Mondiali, dalla Spagna alla Germania: la vecchia Europa alla conquista del nuovo mondo
Alla conquista del nuovo mondo. Potrebbe riassumersi così la “missione” che vede impegnate Spagna, Francia, Inghilterra e Germania nelle Coppa del Mondo 2026 in Usa, Messico e Canada. Le “vecchie europee” sono, infatti, le favorite nel mondiale americano, insidiate soltanto dall’Argentina e, in seconda battuta, dal Brasile di Carlo Ancelotti. Mai prima d’ora una nazionale La Spagna è la “accreditata” numero uno del torneo, grazie al gioco e alle sue stelle come Lamine Yamal, Nico Williams e Oyarzabal. Dopo uno stentato pareggio per 1-1 con l’Iraq lo scorso 4 giugno in amichevole, le furie rosse hanno poi battuto 3-1 il Perù ma sempre in Europa. La nazionale di De La Fuente è stata poi accolta con rispetto all’arrivo nel nuovo continente ma, in Messico, non sono mancati cori ironici per l’attuale rivalità politico-sportiva e per il passato coloniale. E’ andata decisamente meglio all’Inghilterra.
I Leoni sembrano giocare in casa. A New York e Boston – li dovè cominciò tutto, con la rivolta del the – i calciatori inglesi sono stati applauditi come una squadra locale. I giocatori sono già famosi in quanto la Premier League ha già un suo seguito anche in Nord America. Il più amato è Harry Kane. La squadra arriva da due successi in gare di preparazione: 1-0 alla Nuova Zelanda lo scorso 6 giugno e 3-0 alla Costa Rica il 10 giugno in terra americana. La Francia, considerata la seconda favorita dei Mondiali, appare una corazzata. In attacco può contare su Mbappé, Dembélé, Olise, Cherki e Doué.

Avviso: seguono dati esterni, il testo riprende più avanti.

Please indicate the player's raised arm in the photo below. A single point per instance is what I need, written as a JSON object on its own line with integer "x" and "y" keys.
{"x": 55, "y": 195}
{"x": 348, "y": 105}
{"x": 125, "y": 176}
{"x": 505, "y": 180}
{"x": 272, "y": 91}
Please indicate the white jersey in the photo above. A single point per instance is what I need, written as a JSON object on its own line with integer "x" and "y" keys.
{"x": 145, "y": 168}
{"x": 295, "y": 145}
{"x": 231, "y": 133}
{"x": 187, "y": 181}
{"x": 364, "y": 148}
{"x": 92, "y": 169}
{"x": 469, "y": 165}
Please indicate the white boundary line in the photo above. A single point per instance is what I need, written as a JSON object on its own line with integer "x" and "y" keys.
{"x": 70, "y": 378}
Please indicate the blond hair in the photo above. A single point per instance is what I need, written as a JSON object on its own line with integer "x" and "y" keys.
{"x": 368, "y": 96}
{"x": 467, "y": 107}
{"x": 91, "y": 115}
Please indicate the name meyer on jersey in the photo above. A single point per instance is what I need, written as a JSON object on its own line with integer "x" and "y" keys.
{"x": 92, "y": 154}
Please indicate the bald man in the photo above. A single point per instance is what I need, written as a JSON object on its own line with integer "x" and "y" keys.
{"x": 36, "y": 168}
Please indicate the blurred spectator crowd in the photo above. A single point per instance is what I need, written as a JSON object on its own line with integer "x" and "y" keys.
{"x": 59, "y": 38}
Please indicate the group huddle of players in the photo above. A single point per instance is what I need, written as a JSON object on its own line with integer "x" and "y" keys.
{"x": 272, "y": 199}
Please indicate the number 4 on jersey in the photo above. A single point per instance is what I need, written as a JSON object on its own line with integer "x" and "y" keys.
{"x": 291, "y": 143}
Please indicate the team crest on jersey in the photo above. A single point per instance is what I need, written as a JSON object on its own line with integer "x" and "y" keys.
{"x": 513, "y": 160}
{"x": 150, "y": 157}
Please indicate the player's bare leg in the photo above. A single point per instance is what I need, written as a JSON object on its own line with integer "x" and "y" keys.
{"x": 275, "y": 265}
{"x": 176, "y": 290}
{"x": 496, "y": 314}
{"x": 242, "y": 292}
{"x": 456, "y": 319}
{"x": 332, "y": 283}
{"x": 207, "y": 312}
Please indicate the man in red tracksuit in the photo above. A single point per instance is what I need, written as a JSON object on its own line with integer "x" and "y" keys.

A Los Angeles e Atlanta la squadra è stata accolta da un bagno di folla. Al primo allenamento erano presenti circa 10.000 persone. Nelle gare di avvicinamento, dopo una sorprendente sconfitta per 2-1 con la Costa d’Avorio il 4 giugno, i blues si sono rifatti con il 3-1 all’Irlanda del Nordo l’8 giugno. Entrambe le partite però si sono svolte in Europa. La quarta europea in lizza per il titolo è la Germania, considerata insieme al Portogallo una possibile outsider. I tedeschi sono molto popolari in Canada per la vastissima comunità di origini teutoniche. A Vancouver ha addirittura avuto più tifosi della stessa nazionale canadese.
In campo i tedeschi sono reduci dal 4-0 inflitto alla Finlandia il 31 maggio e soprattutto dal 2-1, a Houston, con i padroni di casa degli Usa lo scorso 7 giugno. Per gli europei il «nuovo mondo» rappresenta una sfida soprattutto in termini di lunghi trasferimenti, fusi orari differenti ed un clima che può variare dal freddo secco al caldo ed afoso a seconda della località dove si gioca. Tutti aspetti ai quali i «locali» sono abituati ma che per i calciatori del vecchio continente rappresentano una novità. Basti pensare alle polemiche per il Mondiale per club dello scorso anno, svoltosi tra l’altro unicamente negli Stati Uniti, o quelle legata alle tournée estive dei club di Premier o Serie A. All’Italia, esclusa dalle quattro grandi europee perché non qualificata, viene in mente il clima afoso dello stadio di Pasadena dei Mondiali del 1994, ed è altro motivo di malinconia. Gli europei si stanno adattando anche al diverso modo di tifare del pubblico locale.
I giocatori sono più famosi delle squadre di appartenenza e le loro maglie vanno a ruba. Non è difficile incontrare, ad esempio, giovani supporter Usa con la maglia di Lamine Yamal.